The Limits of Public Health Insurance? Medicaid, Medicare, and the Mortality of Homeless Adults (with Bruce D. Meyer)

People who are homeless face nearly four times the mortality risk of those who are housed. We consider the potential for public health insurance to reduce this disparity. Our methodology leverages two natural experiments: (1) state-level variation in the timing and adoption of Medicaid eligibility expansions under the Affordable Care Act (ACA) and earlier waivers, and (2) the discontinuity in Medicare eligibility at age 65. Despite Medicaid expansions’ large causal effect on the enrollment of homeless adults, we find no evidence that the program reduced their mortality.
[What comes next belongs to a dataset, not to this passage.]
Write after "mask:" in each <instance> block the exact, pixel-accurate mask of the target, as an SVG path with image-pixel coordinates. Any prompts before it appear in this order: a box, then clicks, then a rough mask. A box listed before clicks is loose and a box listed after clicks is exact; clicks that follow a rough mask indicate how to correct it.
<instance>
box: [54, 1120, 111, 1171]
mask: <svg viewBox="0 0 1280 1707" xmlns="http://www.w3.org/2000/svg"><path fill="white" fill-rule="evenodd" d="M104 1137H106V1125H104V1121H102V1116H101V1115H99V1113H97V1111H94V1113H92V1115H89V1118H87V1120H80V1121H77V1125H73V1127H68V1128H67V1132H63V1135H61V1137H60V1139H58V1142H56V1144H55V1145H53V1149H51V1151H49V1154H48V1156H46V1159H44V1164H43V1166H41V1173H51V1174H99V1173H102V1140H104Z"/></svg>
We similarly find no evidence of a drop in mortality when homeless adults age into Medicare eligibility. These null findings contrast with prior work showing that Medicaid and Medicare reduce mortality risk in the housed population. Potential explanations center on the difficulty of maintaining continuity of care without stable housing and the limited amenability to health care of the hazards faced by homeless individuals.

Who Experiences Homelessness? Evidence from Nationally Representative Data (with Bruce D. Meyer)

Understanding who experiences homelessness is a crucial step towards understanding the causes of homelessness. We use restricted-use American Community Survey (ACS) data that randomly sample people in homeless shelters to provide new estimates of this population’s social and economics characteristics. We find that homeless adults are much more likely than the single housed poor to report difficulties remembering things and making decisions (23 vs 11.5 percent) and to have moved states in the preceding year (9 percent vs 3 percent). Older children residing in shelters were much less likely to be enrolled in school than their housed poor counterparts (69 vs 94 percent among 16- and 17-year-olds). We also document substantial aging of this population over time, with the share of homeless adults who are over 50 rising from 22 percent in 2006 to 35 percent in 2016. This paper provides the first detailed look at this population’s characteristics using nationally representative data in nearly three decades.